By the same token, the Hyundai Business Group in South Korea has a tourism venture in Kumgang Mountain with the DPRK, which provides an example of exactly what Western businesses should not be doing. The Kumgang project provides virtually direct transfers of money to Kim Jung Il's central financial system. The deal has absolutely no hope of turning a profit for the Western partner, and in fact has brought severe financial distress on the Hyundai Business Group as a whole. And the tourism project brings outsiders to these beautiful barren rocks in North Korea, but doesn't really promote any contact between the outside world and North Korean citizens, which is what we should want to see. So, far from subsidizing the North Korean state, outsiders should be encouraging the North Korean state to reach out and deal with the internal contradictions of their own economic system.

Lopez: Parochially, how should the U.S. presidential candidates be talking about North Korea?
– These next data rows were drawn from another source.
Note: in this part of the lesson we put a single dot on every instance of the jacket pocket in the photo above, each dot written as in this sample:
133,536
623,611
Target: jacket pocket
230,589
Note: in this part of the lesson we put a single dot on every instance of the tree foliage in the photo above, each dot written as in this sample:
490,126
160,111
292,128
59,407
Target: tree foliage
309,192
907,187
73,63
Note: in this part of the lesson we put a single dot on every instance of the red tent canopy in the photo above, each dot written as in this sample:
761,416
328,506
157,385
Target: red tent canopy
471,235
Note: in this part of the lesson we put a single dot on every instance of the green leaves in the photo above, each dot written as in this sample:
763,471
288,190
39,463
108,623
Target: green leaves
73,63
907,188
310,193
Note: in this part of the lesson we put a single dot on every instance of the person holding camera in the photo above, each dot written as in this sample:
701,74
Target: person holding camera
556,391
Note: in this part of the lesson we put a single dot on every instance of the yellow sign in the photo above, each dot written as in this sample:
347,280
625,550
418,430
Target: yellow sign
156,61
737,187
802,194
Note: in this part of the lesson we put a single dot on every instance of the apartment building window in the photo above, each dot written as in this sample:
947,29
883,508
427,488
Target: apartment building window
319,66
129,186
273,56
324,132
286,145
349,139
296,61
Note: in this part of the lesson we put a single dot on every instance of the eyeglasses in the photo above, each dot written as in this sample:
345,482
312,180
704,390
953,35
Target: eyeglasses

Eberstadt: The North Korean government hopes the candidates will not be talking about the DPRK and North Korean calculations are pretty self-evident. If North Korea becomes an issue in the American presidential campaign, the dynamic is that both Democrat and Republican will be impelled to move toward tougher or harder-line policies toward North Korea. That's simply the predictable dynamic. North Korea wishes to enjoy benign neglect during this electoral season, because greater attention will make it vastly more difficult for the DPRK to enjoy the sorts of favorable treatment it has been receiving during the last four years of the Clinton administration. But the interests of the American public and the interest of the North Korean state are obviously quite different in this respect. And it would be very healthy for the two major candidates to express their views about the North Korean problem and how American national security should be protected.